Thursday 25 October 2012

Competition -at it's best?

Hey, remember the summer? 'Course you do, sport, sport and sport! London at its best and hundreds of the world's best athletes straining every sinew, giving everything they had just to be that fraction of a second, those few millimetres better than the rest. You couldn't miss it whether you were lucky enough to get a ticket to one of the venues or just shouted at the TV.l

Many said it was inspiring, a lesson in life for the young but was this reflected when the annual crop of exam results came out later? Sadly, of course not.

Sport is very simple: it's about being the best on the day, full stop. It's the same at a job interview, you may not be the actual best applicant but your performance at the interview is what counts.

The exams our schoolchildren take work to a different system. In the old days of O Levels and (unreformed) A levels grades were set at fixed percentages. The top 5% of marks got an A, the next 10% a B and so on. Very simple but actually inherently unfair unless the sole pupose of the exam was for selection. As any exam paper will vary slightly over the years in terms of difficulty, the pass marks varied too.

In a year with a hard paper the pass mark for an A may be 68/100, in another with questions which proved easier to answer it may be 71/100. 'Fair enough' you might say. But what if your child scored 69 and got a B and you knew that on last year's paper that would have been an A?

Not so fair now, is it?

This changed with the advent of GCSEs, which took a new approach, essentially setting a standard. Mark schemes become more complex and comprehensive, awarding points for specific items in an answer and if you got those items you got the points. Fairer all round, no? This would show what soemone actually knew not just their relative position in their year group.

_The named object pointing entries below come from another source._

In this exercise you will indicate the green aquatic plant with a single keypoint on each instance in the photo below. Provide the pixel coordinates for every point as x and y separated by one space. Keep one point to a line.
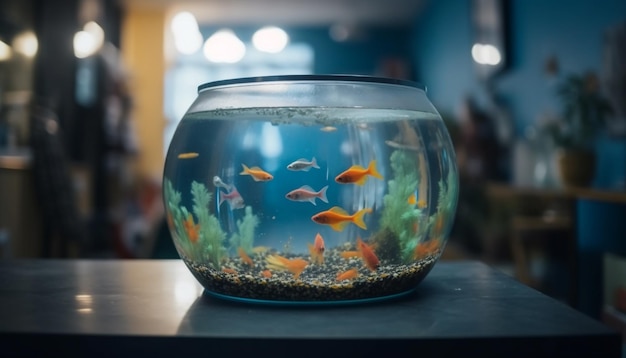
211 236
244 237
446 206
399 216
175 216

Guess what? Problems soon emerged. teachers caught on to the new system (helped by guidance from the exam boards of course).  They taught their pupils what to look for and what to say in answers and so GCSE grades and pass rates rose year on year until this one. Ministers took praise for ever rising school standards while employers and university tutors struggled to deal with the rising tide of the innumerate and illiterate with 'good GCSE passes' who could barely  string two words together or calculate a percentage discount.

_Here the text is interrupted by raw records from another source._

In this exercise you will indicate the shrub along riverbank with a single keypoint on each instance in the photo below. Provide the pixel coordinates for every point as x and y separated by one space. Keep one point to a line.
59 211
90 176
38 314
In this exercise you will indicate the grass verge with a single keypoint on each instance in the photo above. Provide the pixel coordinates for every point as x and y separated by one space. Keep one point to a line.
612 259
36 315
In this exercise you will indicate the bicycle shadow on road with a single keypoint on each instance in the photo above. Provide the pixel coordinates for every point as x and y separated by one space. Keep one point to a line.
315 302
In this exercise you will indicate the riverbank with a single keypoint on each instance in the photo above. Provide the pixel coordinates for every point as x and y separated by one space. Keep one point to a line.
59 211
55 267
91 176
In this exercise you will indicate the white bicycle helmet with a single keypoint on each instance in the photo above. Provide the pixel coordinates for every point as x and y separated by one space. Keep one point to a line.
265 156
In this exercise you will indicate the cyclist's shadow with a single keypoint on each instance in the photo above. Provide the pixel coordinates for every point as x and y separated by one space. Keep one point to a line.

But this year it all fell off a cliff.

Pass rates declined and there was a huge furore over the GCSE English results.  The full story behind  is yet to emerge and with pending legal action it's best not to go much further. Suffice to say that no doubt those in charge will escape blame.

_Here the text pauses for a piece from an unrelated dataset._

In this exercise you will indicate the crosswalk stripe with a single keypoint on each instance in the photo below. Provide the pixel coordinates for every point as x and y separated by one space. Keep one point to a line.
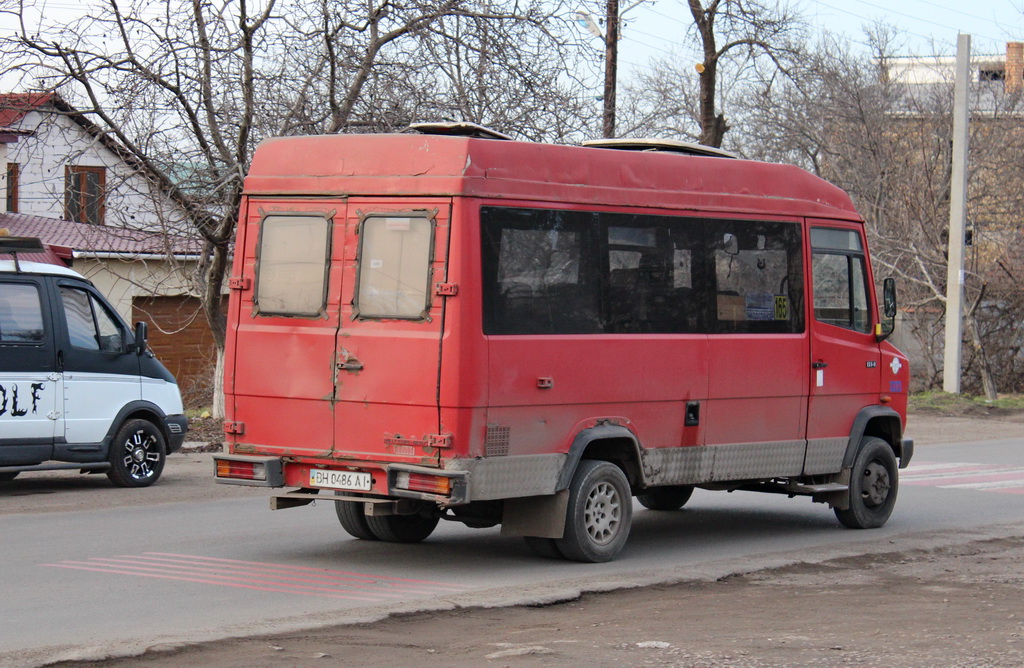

Is there an answer? Well the key question must be: What is this exam for? If it is for selection, whether to a degree course, further study or employment, then a return to simple ranking may be an answer. But if we want to know was my child's teacher any good? If we want to know does he or she have a good grasp of the knowledge and undertsanding of this subject, then we have to accept that an absolute measure will always rise over time.

Last thought. The driving test is a straightforward test of knowledge and skills. If you can demonstrate them on the day, than that's it. You pass. There are no quotas or limits.

What's your view on this comment below please.

Thanks for reading

Tuesday 9 October 2012

Lessons learnt


After our children’s health the thing that’s most important to parents is their education, so why is it all going so wrong? I’ve worked in the exam industry (and it is an industry) for 25 years now so can speak from an inside perspective.
The rot started in the sixties and became endemic through the seventies and eighties as teacher training courses churned out teachers committed to anti-elitism and left wing values. Not that this was by all chance,  some months ago I came across a paperback of the era charmingly entitled 'teaching as a subversive activity', says it all really.

Labour's policy of mass immigration and multiculturalism in the nineties brought more decline via the route of moral and cultural relatism. If no culture could be seen as superior or better in any way then nothing could be criticised.

There were attempts to push back but the grip of the unions and the education establishement, sometimes referrred to as the 'Blob' for its capacity to resist all attempts to change it, was too strong.

So goodbye to grammar, 'proper' english and correct spelling and hello to ever rising GCSE pass rates. Competitive sport was either banned or discouraged; children told to stop a yard before the finish line and then holding hands jump over together. What a perfect introduction to the real world that was.

Despairing parents gazing in horror at their local 'sink' comp moved or bankrupted themselves going private.

So when the coalition came in and Michael Gove began his reforms the Blob rubbed their palms in glee at  the prospect of a new challenge.

But it has worked out differently this time. Gove is serious and correctly pushed through the most radical proposals in the early stages of  the parliament. Academies are becoming the norm, Free schools, Studio Schools and University Technical Colleges are open across the country. Outside the control of local authorities, free to set their own pay rates and teaching days they are beginning to make a difference to hundreds of young lives.**

Reforms have started in the failed public exam system and for the first year since their introduction GCSE pass rates stopped rising. There is a long way to go and the Blob is as strong as ever. So I'm only cautiously optimistic.

But it's a long overdue start and that's worth remembering.*

**Caution, sadly these reforms only apply in England; Wales still languishes under the socialists. The result of this can be seen in the ever declining standards of literacy and numeracy that are reported year on year. Scotland of course has had its own education system since the Act of Union.